Traveler 34 has an internal passageway 50 to receive the fixed rail of the sternal retractor. A top hole 51 in carriage block 35 is round and receives a round axle portion formed by lower extensions on carriage block 35 and wedge piece 36 so that the holder can rotate within hole 51. Carriage block 35 has a pair of flanges 52 that reside within passageway 50 to capture an edge of hole 51. When screw knob 37 is tightened, an upward movement of carriage block 35 (see Figure 15) as shaft 45 presses against strap segment 29 is limited by flanges 52 and further tightening of screw knob 37 presses portions of wedge piece 36 against an upper surface of retractor rail 22 and against an inner surface of top hole 51. Thus, the holder becomes locked (i.e., finger 32 can no longer move within the slot, carriage block 35 and wedge piece 36 are prevented from rotating, and traveler 34 is prevented from moving along the rail). Figure 14 shows how wedge piece 36 is configured to be installed radially into an internal receptacle of carriage block 35.

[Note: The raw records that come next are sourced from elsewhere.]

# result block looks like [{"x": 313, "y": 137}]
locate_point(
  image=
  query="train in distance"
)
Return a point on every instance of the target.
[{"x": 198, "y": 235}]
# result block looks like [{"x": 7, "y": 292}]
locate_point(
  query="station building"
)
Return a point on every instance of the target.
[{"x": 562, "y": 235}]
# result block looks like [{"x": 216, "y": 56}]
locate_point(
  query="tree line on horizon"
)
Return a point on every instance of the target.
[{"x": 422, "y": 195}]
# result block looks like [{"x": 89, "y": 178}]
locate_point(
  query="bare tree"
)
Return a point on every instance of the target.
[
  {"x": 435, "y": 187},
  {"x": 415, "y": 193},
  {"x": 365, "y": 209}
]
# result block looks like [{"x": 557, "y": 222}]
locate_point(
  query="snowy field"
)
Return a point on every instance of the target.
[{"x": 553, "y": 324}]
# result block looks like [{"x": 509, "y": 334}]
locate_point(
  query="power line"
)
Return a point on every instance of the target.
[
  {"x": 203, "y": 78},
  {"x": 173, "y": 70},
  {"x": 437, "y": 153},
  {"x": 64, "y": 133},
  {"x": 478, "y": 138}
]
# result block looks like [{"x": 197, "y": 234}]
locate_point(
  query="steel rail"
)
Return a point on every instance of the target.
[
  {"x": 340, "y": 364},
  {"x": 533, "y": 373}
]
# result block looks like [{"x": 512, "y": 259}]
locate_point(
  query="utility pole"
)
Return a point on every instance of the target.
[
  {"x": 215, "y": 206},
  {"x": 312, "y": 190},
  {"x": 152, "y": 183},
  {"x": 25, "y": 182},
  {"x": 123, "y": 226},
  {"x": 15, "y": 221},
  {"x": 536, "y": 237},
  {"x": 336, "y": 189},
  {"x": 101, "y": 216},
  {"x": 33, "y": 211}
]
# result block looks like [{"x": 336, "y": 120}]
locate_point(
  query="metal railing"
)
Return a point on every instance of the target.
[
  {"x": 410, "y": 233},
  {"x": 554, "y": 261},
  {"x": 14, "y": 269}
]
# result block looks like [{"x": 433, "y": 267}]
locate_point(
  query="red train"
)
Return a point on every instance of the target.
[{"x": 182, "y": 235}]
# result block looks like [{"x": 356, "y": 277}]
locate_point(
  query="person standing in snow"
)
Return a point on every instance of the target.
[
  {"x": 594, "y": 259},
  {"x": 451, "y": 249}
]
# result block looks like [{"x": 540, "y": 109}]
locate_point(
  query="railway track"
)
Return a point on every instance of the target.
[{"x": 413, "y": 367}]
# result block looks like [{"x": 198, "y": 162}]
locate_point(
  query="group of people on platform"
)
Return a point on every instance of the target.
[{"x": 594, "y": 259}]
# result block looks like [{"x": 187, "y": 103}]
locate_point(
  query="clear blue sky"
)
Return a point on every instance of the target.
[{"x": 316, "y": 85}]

Figures 16-21 show another embodiment of a holder using a ball joint type of mechanism. A traveler 60 has a rail passage 61 on one side and a ball socket 62 on the other side. A compressible ball 63 has a central opening or slot 64 for receiving an arm (i.e., strap segment) 65 of a retractor finger unit 66. Arm 65 terminates in a rake 67 and a sub-finger 68.

Lock levers 70 and 71 are mounted through respective pivot holes 72 and 73. Projecting lock tabs 74 and 75 variably extend through respective windows 76 and 77 into rail passage 61 and ball socket 62, respectively, by rotating lock levers 70 and 71. Thus, lever 70 is used to lock or release the holder for sliding along the rail of the sternal retractor.

In the released position of lever 71, ball 63 is allowed to rotate in any direction within ball socket 62 and arm 65 is allowed to slide within opening 64.

When lever 71 is moved to its lock position, lock tab 75 prevents further rotation of ball 63 and compresses ball 63 so that arm 65 can no longer slide.

Opening 64 may include contour ridges 80 to maintain the alignment of arm 65. In addition, opening 64 may define an internal detent bump 81 for snapping into any one of a series of spaced openings 82 in arm 65.